I’ve only seen Imada Mio before in Hana Nochi Hare, that’s probably why she seemed familiar to me. I liked Yuzuki’s character because she wasn’t a stereotypical kind of female character. On the one hand, I believe she was considered to be quite popular, she had many friends and she was aiming to become a model. On the other hand, she was also someone you shouldn’t mess with. She spoke up against the guys many times, not scared of anything. This was only confirmed after the revelation that she was actually dating Berumuzu’s leader, but she was still brave enough to sell him out, because she saw that it was not right what was done to Reina. Even though she didn’t even specifically like Reina, she wouldn’t wish that upon her and that made her a very humane character. I loved the scene where Hiiragi told her that she didn’t do anything wrong. I thought her character made a real impact in this show, as it didn’t just make her the scary popular girl, but you could also see her bonding with her friends throughout the whole thing.

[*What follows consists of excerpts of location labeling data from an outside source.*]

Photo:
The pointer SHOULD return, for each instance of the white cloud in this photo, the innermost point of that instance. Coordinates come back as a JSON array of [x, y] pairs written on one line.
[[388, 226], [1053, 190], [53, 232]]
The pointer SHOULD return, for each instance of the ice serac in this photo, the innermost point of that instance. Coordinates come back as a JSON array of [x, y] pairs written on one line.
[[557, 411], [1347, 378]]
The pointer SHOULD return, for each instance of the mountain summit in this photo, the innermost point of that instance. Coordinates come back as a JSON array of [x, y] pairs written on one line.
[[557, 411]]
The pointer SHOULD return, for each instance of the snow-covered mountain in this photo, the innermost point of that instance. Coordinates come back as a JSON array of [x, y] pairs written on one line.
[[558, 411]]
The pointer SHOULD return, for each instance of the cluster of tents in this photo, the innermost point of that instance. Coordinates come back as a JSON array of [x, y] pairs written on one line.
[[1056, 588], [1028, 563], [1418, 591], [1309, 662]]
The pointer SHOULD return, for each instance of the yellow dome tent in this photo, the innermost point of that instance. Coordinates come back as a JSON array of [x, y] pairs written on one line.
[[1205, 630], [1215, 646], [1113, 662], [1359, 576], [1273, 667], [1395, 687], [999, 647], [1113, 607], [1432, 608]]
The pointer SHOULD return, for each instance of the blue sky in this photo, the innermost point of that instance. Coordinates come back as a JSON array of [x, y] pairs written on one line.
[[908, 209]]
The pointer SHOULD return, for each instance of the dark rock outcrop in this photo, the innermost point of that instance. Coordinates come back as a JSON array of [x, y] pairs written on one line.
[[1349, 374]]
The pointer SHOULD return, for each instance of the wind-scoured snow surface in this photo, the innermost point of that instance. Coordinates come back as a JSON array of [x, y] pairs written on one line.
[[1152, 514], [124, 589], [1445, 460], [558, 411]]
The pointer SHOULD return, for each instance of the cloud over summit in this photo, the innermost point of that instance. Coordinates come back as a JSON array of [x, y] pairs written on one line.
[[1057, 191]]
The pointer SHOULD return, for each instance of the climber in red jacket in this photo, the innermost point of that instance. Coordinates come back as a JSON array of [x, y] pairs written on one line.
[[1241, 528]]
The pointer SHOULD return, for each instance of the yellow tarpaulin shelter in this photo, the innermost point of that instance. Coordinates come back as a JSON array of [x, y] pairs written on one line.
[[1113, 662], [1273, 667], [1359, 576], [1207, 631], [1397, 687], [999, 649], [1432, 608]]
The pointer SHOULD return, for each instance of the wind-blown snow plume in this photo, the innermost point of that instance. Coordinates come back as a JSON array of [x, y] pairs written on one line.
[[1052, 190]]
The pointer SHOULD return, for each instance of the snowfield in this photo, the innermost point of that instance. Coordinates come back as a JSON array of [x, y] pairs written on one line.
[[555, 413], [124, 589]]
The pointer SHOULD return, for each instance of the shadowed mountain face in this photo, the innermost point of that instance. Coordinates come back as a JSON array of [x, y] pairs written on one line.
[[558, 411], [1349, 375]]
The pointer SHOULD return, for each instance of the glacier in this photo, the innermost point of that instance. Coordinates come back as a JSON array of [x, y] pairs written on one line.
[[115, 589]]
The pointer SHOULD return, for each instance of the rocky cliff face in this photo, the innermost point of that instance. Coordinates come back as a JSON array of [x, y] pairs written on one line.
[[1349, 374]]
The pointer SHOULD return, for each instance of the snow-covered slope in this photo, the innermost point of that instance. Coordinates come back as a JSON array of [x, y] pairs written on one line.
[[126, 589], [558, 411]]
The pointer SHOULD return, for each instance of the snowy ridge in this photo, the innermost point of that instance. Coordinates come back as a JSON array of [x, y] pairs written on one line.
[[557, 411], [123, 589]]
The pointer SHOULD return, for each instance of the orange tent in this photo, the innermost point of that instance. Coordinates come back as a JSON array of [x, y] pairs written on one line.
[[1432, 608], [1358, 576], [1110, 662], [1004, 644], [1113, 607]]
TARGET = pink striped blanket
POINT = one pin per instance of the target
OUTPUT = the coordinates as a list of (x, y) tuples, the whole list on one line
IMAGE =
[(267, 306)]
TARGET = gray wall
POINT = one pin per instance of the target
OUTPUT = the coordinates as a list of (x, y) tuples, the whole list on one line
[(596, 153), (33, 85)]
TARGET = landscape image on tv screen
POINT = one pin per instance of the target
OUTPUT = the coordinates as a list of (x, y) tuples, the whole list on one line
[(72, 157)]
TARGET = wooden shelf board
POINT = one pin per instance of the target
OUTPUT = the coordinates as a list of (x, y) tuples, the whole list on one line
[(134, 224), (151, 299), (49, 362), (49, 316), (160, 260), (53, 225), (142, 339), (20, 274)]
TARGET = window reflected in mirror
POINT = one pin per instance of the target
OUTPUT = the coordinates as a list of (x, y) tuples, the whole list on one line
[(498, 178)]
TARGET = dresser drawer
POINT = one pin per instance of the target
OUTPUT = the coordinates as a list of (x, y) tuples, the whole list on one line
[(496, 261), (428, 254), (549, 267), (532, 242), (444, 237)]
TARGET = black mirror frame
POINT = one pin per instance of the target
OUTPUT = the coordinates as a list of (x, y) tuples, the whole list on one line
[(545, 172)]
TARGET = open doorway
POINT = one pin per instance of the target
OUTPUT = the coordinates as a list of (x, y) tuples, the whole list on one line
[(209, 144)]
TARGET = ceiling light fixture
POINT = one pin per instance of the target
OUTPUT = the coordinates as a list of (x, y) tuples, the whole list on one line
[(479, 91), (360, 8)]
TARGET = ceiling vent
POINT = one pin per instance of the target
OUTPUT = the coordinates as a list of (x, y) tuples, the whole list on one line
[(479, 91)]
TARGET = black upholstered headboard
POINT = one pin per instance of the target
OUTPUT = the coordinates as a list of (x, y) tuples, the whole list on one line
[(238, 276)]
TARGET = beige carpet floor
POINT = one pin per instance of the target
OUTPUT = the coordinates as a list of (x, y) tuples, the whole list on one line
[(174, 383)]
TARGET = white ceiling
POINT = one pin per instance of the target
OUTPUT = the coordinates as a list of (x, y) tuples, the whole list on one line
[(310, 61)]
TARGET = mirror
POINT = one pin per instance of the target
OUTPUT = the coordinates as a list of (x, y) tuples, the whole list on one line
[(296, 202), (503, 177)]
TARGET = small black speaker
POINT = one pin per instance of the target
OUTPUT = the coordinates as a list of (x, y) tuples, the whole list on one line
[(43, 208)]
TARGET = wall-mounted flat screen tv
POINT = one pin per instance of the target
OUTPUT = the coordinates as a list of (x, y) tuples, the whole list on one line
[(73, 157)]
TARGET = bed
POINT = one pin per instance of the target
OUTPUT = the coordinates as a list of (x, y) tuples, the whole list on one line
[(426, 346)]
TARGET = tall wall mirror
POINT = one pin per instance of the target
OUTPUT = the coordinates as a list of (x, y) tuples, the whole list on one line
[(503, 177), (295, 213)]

The thing is, up until now I’ve always had a bit of an aversion against Fukuhara Haruka. I only know her from Good Morning Call but she kind of annoyed me there, to be honest. I think it’s mostly her voice and the fact that I can always see that she’s acting. Of course they’re all acting, but she just has it plasted on her a bit more obviously. And in the beginning, I also felt that from her in this show. She was initially highlighted because she was part of a couple and her boyfriend was the first person to get ‘killed’ by Hiiragi, but after they were reunited and her whole issue with Tsuboi came along, I’ve come to change my mind about her a bit. The confrontation part, where she’s literally pushed against the wall while Hiiragi was screaming at her and she just stood there and cried, her silent acting was really good. Probably better than any of her dialogue parts. (I found a great picture of this scene on MyDramaList, so I’ll just add it for reference.) It was the first time I saw her so genuinely expressing emotion without adding something extra to it. I found it interesting to see her as part of this show as I’d taken her for more of a typical romantic comedy actress, but that in itself was enough to make her stand out. In the end, I have to say I saw a new side of her and it has made me realize that she might be a better actress than I initially gathered.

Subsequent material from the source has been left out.